„Wasz pierwszy krok na polskich ziemiach będzie waszym ostatnim” – mówi Polak w opublikowanej w Internecie odpowiedzi separatystom. Wcześniej prorosyjscy rebelianci z Ukrainy grozili, że jeżeli Polska nie zaprzestanie „dostarczania czołgów i broni” na Ukrainę, to przyjdą do nas i „wszystko zniszczą”, a ci, którzy „najechali naszą ziemię – wszyscy umrą. Wszyscy, co do jednego” – mówił separatysta o pseudonimie „Giwi”.

„Wasz pierwszy krok na polskich ziemiach będzie waszym ostatnim krokiem” – odpowiada im Tomasz Maciejczuk, wolontariusz, który jeździ na Ukrainę by wesprzeć obronę Donbasu.

„Gdziekolwiek przychodzą Rosjanie, zawsze przynoszą ze sobą śmierć, zniszczenia, biedę, głód, przemoc i korupcję” – stwierdza w nagraniu Maciejczuk. Dodaje, że Polska dobrze o tym wie.
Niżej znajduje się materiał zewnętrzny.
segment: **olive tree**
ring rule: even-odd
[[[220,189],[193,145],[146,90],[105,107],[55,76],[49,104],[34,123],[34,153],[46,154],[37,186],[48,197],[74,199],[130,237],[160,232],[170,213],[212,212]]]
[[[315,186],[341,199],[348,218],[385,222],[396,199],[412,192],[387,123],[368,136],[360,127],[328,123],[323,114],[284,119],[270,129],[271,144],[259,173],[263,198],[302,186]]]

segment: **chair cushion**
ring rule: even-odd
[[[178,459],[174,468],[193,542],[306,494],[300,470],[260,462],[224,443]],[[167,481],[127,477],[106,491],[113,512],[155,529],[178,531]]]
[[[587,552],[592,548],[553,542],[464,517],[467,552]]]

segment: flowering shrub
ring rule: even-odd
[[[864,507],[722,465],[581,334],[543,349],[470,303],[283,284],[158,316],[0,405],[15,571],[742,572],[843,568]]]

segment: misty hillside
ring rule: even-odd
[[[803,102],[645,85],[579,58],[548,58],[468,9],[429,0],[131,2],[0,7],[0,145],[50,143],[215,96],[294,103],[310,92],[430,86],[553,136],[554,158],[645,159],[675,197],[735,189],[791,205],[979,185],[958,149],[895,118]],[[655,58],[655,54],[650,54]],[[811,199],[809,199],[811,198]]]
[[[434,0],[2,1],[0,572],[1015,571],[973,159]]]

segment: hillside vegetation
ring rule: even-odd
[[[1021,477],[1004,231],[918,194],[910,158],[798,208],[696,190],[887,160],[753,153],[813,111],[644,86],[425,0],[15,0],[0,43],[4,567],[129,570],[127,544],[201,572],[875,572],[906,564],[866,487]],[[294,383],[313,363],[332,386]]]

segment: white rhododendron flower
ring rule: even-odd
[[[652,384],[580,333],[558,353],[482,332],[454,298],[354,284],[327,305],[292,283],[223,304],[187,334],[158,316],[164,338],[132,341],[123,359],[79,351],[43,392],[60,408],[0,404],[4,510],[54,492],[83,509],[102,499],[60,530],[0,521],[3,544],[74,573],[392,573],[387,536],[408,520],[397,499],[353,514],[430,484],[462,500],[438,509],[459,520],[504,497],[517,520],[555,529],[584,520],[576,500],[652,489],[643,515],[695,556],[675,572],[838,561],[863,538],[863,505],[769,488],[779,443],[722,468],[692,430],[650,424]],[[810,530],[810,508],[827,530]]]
„W 1939 roku Stalin razem ze swoim sojusznikiem Hitlerem napadli na Polskę, co doprowadziło do śmierci milionów Polaków, Ukraińców, Białorusinów i Żydów. Rosyjscy wyzwoliciele przynieśli ze sobą nędzę i przemoc, jakich Polacy nie znali i nie rozumieli. Spotkaliśmy się wtedy z inną cywilizacją. Rosjanie pokazali nam nowy system niewolniczy – komunizm” – mówi separatystom Polak.

„Macie gaz i ropę. A jak żyjecie? Jaka jest minimalna pensja w Rosji? „Giwi”, mam nadzieję, że teraz rozumiesz, dlaczego Ukraińcy nie chcą „russkiego miru”. Przy obecnej polityce Moskwa za 25 lat będzie Moskwabadem. A Kijów, Warszawa i Wilno będą jak dawniej stolicami europejskich państw” – dodaje.

„Chwała Ukrainie! Chwała ukraińskim „cyborgom” z donieckiego lotniska! Niech żyje Polska! Śmierć wrogom!” – kończy Maciejczuk.